Last summer, I wrote about the cargo activities of the “Big Three“, arguing that the devil was in the detail, and cargo strategy “would gauge their ability to cover multiple aspects of their global businesses, while maintaining financial discipline”.

I noted about a year ago: “It will also say a lot about their broader strategy – in this context, all three carriers are at a very critical juncture.”

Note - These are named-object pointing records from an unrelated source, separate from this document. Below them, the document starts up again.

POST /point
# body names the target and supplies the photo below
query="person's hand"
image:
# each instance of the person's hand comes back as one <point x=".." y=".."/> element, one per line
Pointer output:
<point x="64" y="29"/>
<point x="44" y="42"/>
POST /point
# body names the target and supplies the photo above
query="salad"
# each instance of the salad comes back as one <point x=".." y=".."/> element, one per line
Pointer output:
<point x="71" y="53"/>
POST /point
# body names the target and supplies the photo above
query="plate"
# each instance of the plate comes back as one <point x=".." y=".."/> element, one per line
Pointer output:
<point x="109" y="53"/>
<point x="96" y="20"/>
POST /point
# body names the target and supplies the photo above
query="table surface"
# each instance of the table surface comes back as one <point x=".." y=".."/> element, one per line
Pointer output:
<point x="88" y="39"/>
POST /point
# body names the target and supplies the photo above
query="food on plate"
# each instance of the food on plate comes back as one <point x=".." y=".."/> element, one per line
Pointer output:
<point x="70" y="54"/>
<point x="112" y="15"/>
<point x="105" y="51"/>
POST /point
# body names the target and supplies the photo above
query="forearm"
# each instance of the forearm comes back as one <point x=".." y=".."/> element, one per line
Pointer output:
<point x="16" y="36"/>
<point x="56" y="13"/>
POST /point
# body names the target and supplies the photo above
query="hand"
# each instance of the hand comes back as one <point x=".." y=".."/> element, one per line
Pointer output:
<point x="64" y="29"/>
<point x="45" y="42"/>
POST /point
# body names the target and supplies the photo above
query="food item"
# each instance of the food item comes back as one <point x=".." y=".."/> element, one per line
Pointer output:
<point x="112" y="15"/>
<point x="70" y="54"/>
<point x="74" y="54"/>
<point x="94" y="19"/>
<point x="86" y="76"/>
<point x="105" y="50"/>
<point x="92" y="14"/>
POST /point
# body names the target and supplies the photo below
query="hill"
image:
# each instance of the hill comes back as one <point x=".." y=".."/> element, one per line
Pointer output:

Their shares are falling at a time when little attention is paid to smaller assets that could provide some relief, particularly if more capital was devoted to expand their footprint inorganically. In my view, if things do not change rapidly, we could soon hear about divestments or cost-cutting measures, rather than new investments in those units.

COMMENTS 4


Leave a Reply

  • David Hoppin

    May 03, 2016 at 2:17 pm

    Big Three US carriers have only belly cargo exposure, primarily international. Hard to imagine many long-haul widebody flights would be LESS profitable overall if they did not carry cargo, even at current depressed yields. So makes no sense to quit carrying cargo. What to do? Hard to see how vertical integration (i.e., adding door-to-airport/door-to-door service in most markets) would be profitable for any pure belly carrier. Therefore only strategic option seems to be horizontal integration of some kind — i.e. each of the Big Three U.S. carriers combining their respective cargo businesses with those of other airlines in order to drive some cost savings but mainly revenue benefits due to stronger network that is more important to customers (forwarders). Obviously competition authorities will have a say, but most A2A cargo markets are significantly less concentrated than corresponding passenger markets so not sure regulators will block cargo consolidation.

    Reply
    • Ale Pasetti

      May 04, 2016 at 6:59 am

      David,

      Thanks much for your comment.

      Double or quits cargo? This is a very hard call, given that we do not not know the level of required return and investment there. So, at present I might disagree with your view at least until we are blind on financials (“Hard to imagine many long-haul widebody flights would be LESS profitable overall if they did not carry cargo, even at current depressed yields.”).

      Do you happen to know their current level of profitability and invested capital?

      But I agree with your view on vertical integration, and your take on consolidation makes a lot sense.

      Best,

      Ale

      Reply
  • Tim Strauss

    May 08, 2016 at 11:07 pm

    Easier to discuss off line if interested in the financials.